Back then if you’d introduced photographer Lars Tunbjörk I’d have assumed Offside had sent the staff photographer. I suspect Lars was happy to remain anonymous, we even ending up nicknaming the Ood, his spherical flash slightly reminiscent of the Dr Who character’s external brain. But, and I’ll never quite know how and why one of Sweden’s most important artistic photographers was tasked with photographing a group of British and German groundhoppers watching obscure Swedish football matches.
Tunbjörk’s work has been shown all over the world, Swedish newspaper “Dagens Nyheter” described his work as ” Deadpan portraits of office spaces and suburban lifestyles” and that style certainly worked beautifully with what he did with us.

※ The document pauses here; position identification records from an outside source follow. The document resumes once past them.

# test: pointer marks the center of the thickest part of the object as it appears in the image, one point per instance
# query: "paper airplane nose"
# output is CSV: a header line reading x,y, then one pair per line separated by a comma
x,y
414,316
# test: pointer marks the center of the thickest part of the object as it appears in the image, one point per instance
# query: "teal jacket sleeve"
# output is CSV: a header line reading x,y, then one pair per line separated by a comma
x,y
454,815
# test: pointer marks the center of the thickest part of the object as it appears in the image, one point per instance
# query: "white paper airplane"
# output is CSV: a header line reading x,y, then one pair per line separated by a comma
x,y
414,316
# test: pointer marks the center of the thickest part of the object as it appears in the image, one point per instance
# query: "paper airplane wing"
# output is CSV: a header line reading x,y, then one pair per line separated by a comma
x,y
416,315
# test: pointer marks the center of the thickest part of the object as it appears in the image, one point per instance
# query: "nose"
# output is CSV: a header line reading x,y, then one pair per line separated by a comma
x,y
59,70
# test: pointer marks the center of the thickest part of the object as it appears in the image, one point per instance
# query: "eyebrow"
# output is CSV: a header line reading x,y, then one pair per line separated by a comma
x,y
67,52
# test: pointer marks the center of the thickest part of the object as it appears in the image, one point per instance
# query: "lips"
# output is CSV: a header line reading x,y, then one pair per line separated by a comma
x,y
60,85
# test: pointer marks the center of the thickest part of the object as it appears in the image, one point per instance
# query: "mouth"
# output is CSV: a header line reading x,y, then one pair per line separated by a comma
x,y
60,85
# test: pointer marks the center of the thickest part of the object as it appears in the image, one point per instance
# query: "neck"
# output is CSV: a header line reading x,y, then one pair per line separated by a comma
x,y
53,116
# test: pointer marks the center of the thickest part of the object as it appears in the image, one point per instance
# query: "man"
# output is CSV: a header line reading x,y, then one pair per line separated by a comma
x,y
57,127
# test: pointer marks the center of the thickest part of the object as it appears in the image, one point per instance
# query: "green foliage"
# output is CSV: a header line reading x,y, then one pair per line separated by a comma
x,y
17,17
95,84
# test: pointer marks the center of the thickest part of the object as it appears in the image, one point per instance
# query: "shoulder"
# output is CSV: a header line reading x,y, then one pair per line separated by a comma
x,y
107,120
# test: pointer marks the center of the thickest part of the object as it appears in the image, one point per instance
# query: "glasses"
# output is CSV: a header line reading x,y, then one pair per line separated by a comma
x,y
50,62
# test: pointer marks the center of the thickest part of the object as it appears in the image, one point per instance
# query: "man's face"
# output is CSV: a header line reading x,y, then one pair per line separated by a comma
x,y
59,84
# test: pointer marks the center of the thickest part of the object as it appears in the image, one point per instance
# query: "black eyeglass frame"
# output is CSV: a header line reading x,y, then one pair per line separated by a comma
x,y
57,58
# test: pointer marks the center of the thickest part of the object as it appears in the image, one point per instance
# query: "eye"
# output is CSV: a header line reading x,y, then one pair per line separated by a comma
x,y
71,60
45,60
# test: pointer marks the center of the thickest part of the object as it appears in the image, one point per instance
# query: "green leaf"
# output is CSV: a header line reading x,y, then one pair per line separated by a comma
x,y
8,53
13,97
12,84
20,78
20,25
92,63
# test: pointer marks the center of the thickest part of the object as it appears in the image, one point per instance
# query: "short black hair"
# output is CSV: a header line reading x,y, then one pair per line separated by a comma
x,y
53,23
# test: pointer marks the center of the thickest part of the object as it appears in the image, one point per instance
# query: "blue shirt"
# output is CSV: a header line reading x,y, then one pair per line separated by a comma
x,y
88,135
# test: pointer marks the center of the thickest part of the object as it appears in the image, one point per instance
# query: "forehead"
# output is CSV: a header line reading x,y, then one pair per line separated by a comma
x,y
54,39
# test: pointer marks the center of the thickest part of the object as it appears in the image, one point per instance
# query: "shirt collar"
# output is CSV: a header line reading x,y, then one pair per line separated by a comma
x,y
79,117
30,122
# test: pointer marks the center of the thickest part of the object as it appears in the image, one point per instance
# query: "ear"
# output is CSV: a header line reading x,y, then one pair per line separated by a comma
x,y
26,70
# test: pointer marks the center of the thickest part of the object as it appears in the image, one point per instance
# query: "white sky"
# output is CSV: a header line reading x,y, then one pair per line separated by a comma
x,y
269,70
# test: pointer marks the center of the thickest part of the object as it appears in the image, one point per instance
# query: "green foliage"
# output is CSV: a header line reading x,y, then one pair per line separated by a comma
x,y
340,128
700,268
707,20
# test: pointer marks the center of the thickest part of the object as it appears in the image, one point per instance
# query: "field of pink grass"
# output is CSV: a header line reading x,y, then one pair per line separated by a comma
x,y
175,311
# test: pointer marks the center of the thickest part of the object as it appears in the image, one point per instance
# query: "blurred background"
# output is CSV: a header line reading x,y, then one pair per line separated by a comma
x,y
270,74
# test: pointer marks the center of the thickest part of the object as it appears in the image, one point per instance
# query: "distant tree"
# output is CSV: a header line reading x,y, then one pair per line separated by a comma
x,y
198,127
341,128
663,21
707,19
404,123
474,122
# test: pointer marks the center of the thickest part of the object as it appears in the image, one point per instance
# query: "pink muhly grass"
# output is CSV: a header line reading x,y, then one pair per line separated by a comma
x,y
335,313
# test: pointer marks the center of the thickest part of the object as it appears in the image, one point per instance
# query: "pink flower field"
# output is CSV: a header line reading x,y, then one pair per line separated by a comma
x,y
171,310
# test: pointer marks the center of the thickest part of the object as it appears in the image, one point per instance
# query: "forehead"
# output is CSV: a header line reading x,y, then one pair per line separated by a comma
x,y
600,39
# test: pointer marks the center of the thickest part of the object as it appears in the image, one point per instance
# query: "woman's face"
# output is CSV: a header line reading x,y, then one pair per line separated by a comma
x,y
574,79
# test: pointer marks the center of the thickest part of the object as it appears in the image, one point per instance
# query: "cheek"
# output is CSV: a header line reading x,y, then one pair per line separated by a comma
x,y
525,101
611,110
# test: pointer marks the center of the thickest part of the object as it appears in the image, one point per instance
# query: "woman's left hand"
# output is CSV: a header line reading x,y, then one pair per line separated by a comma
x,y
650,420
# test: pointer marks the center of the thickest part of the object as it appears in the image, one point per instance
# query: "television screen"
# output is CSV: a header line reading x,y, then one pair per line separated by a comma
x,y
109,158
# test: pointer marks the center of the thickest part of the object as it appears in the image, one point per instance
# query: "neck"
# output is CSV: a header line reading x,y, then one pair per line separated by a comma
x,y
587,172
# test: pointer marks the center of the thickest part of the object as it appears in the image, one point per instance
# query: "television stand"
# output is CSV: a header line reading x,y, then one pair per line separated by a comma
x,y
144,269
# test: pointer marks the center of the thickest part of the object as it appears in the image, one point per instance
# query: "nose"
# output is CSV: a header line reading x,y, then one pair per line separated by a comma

His work in that article was exemplary, and I speak as someone who featured in quite a few of his pictures! Sadly I didn’t work out who he was until I got home, and tragically he died in 2015. If you’d like to see more of his work, click here. It really was having the equivalent of David Bailey at one of my UK hops.
But the match will be remembered for yours truly ending up running the line for the first half! In Stockholm County Division 6 is the lowest-but-one level of football, so games tend to have an appointed referee, but club linesmen. But as kick-off loomed it became obvious that the visitors were objecting to Åkersberga’s choice of linesmen. It transpired that they thought he was “Biased” and wanted someone else to take the flag!
I made the suggestion that it that someone could be someone who spoke no Swedish, and no Bosnian (Plavi is Bosnian for “Blue”) and so couldn’t be possibly be biased. It got me the job, but I misunderstood my duties rather! I approached the job as an appointed linesman would, giving offsides, corners, fouls and so on. What the referee wanted was someone to stand at the half-way line and give throw-ins only. I was replaced at half time by Åkersberga’s first choice of linesmen, and pensioned off with a hot dog and a coffee!
An entertaining game finished 2 each, and would I suspect have meant little more than the byline of a groundhopper running the line, but I completely failed to predict the impact me running that line, and a nationally published magazine would have.
For one we expected the hop article to get 9 pages, we got 27 and clearly the circulation was large. I got a series of Facebook friend requests but easily the best was from Per and Bettan, the parents of one of the Åkersberga players. Two years later the hop visited nearby Österåker they spotted where I was, interrupted their Sunday lunch and came to meet me! Since then whenever I’ve visited Stockholm we meet up for a meal, and they’ve proved to be great friends to Robyn and I.
So looking back 9 years it was was odd how a lower league game in a small town north of Stockholm could end up being so significant. It all was based on chance, me dipping into savings to be there, then volunteering to run the line and all in front of 2 people who gave it all publicity. It all conspired to proved that sometimes if you are in the right place at the right time interesting things can happen!